4. Let’s recognize and use the creativity, skill, talents and energy of young people. Let’s provide opportunities — for students to not only study, but also help solve problems, as part of course work. For example, students have:

 built homes and fixed up apartments for homeless people as part of their schooling;

 tutored younger students in reading and/or math — something research proves is great for tutor and tutee alike, and studied hunger through history as part of English and social studies and then worked to reduce hunger in their own communities.

These and similar “service learning” programs improve academic and social skills. They help youngsters learn to be positive, constructive citizens.

5. Let’s recognize and use extensive research showing the value of a more racially diverse group of educators for all youngsters. Let’s connect outstanding educators with students considering careers in teaching, and provide more scholarships for talented youngsters eager to become teachers.

6. Let’s expand public school choice options that involve schools open to all with no admissions tests, whether district or charter. Let’s acknowledge and fix problems that have developed with some federally funded magnet, district and charter school programs. Let’s encourage and expand dual high school/college credit programs that give high school students the option of taking free courses on college campuses, such as Minnesota’s Post-Secondary Options and Washington State’s Running Start programs. These programs save families, students and taxpayers millions of dollars and increase the likelihood that students will not only graduate from high school but also from some form of post-secondary education.

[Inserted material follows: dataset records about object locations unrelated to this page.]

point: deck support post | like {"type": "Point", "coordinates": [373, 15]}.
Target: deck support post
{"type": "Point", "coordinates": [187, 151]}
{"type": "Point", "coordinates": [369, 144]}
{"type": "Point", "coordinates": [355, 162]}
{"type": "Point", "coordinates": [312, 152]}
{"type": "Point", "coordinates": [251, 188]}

The Biden-Harris administration has inherited the most daunting series of crises since the end of World War II, and easing the pandemic’s effects on children is a top priority. But let’s not forget that our educational system was grappling with huge student achievement challenges before the coronavirus. In 2019-20, the National Assessment of Education Progress (NAEP) reported that 35 percent of fourth-graders, 34 percent of eighth-graders, and 37 percent of 12th-graders did not attain proficient performance levels. The racial divide in achievement is telling: Black and Latinx students enter high school with literacy skills that are, on average, three years behind those of white and Asian students. Research suggests that struggling readers are four times more likely to drop out of high school.

Layered onto these challenges, the effects of the pandemic have been devastating. We’ve seen how crucial access to reliable internet is for the millions of students who lack it. Distance learning and too much screen time (between online classrooms and video games for fun) has contributed to devastating impacts — anxiety, depression, obesity, frustration, epic withdrawal and feelings of isolation. Families and educators are rightly anxious about the longterm consequences for youngsters and the nation as a whole.

We’re delighted the administration has tapped outstanding Connecticut talent to work on these urgent issues. We’re eager to join others in using these six principles and research-verified strategies to produce considerable progress.

Stamford resident Eric Cooper, EdD, is president and founder of the National Urban Alliance (www.nuatc.org), a professional development and advocacy organization. Joe Nathan, PhD, directs the Minnesota-based Center for School Change (www.centerforschoolchange.org.)